El veredicto: Muy pocas veces en la terminología política norteamericana se han formulado acusaciones tan temerarias, difamatorias y totalmente injustificadas.
En lo que a asesinos se refiere, Jared Loughner no es un tipo reservado. Sin embargo, en ninguno de sus escritos, publicaciones, videos u otros delirios—al igual que en el testimonio de la gente que lo conocía—hay referencia alguna a estos supuestos cómplices del asesinato.
No solamente no existe evidencia de que Loughner fuera impelido a la violencia por cualesquiera de aquellos en quienes se han ensañado Paul Krugman , Keith Olberman, The New York Times, el sheriff de Tucson u otros fanáticos rabiosos. No hay pruebas de que haya actuando influenciado por algo, tanto político como de otra naturaleza, fuera de su propia perturbada cabeza.
¿Un clima de odio? Este hombre vivía dentro de un clima creado por sí mismo. “Sus pensamientos no tenían relación alguna con el mundo de la realidad”, dijo el maestro de la clase de filosofía de Loughner en el Colegio Comunitario de Pima. “El estaba totalmente desconectado de la realidad”, dijo su compañera de clases Lydian Ali. “Tu sabes lo que pasa cuando le hablas a alguien que está enfermo de la mente y no te escucha”, dijo su vecino Jason Johnson. “Era como si viviera en su mundo privado”

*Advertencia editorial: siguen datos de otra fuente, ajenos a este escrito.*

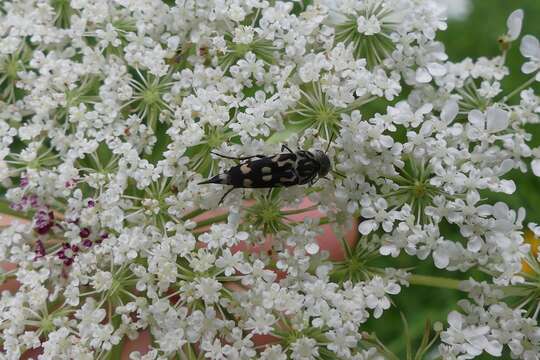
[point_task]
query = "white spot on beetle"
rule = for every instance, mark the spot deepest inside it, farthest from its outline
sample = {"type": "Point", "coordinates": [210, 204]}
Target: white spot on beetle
{"type": "Point", "coordinates": [245, 169]}
{"type": "Point", "coordinates": [284, 179]}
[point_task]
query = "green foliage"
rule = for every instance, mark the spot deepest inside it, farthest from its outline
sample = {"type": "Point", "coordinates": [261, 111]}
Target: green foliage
{"type": "Point", "coordinates": [474, 37]}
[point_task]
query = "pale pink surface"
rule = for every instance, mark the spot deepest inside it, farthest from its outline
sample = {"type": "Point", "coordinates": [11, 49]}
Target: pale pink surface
{"type": "Point", "coordinates": [327, 241]}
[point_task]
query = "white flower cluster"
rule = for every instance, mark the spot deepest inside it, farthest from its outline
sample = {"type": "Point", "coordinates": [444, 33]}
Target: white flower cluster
{"type": "Point", "coordinates": [110, 114]}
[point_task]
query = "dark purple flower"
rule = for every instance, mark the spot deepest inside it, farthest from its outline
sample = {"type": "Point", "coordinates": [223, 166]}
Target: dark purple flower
{"type": "Point", "coordinates": [40, 250]}
{"type": "Point", "coordinates": [43, 221]}
{"type": "Point", "coordinates": [24, 182]}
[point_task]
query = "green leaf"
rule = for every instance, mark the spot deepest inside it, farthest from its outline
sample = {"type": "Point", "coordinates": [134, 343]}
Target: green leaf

Según un compañero de clases citado por The Wall Street Journal, sus delirios eran alternados con “prolongados e inquietantes lapsos de silencio” durante los cuales “fijaba su mirada en sus compañeros”. Sus propios escritos son confusos, incoherentes, marcados por una numerología privada y una inescrutable taxonomía. Formula advertencias sobre lavados de cerebro y control de la mente por parte del gobierno por medio de la “gramática”. Estaba obsesionado con el “sueño consciente” que es sinónimo de alucinaciones.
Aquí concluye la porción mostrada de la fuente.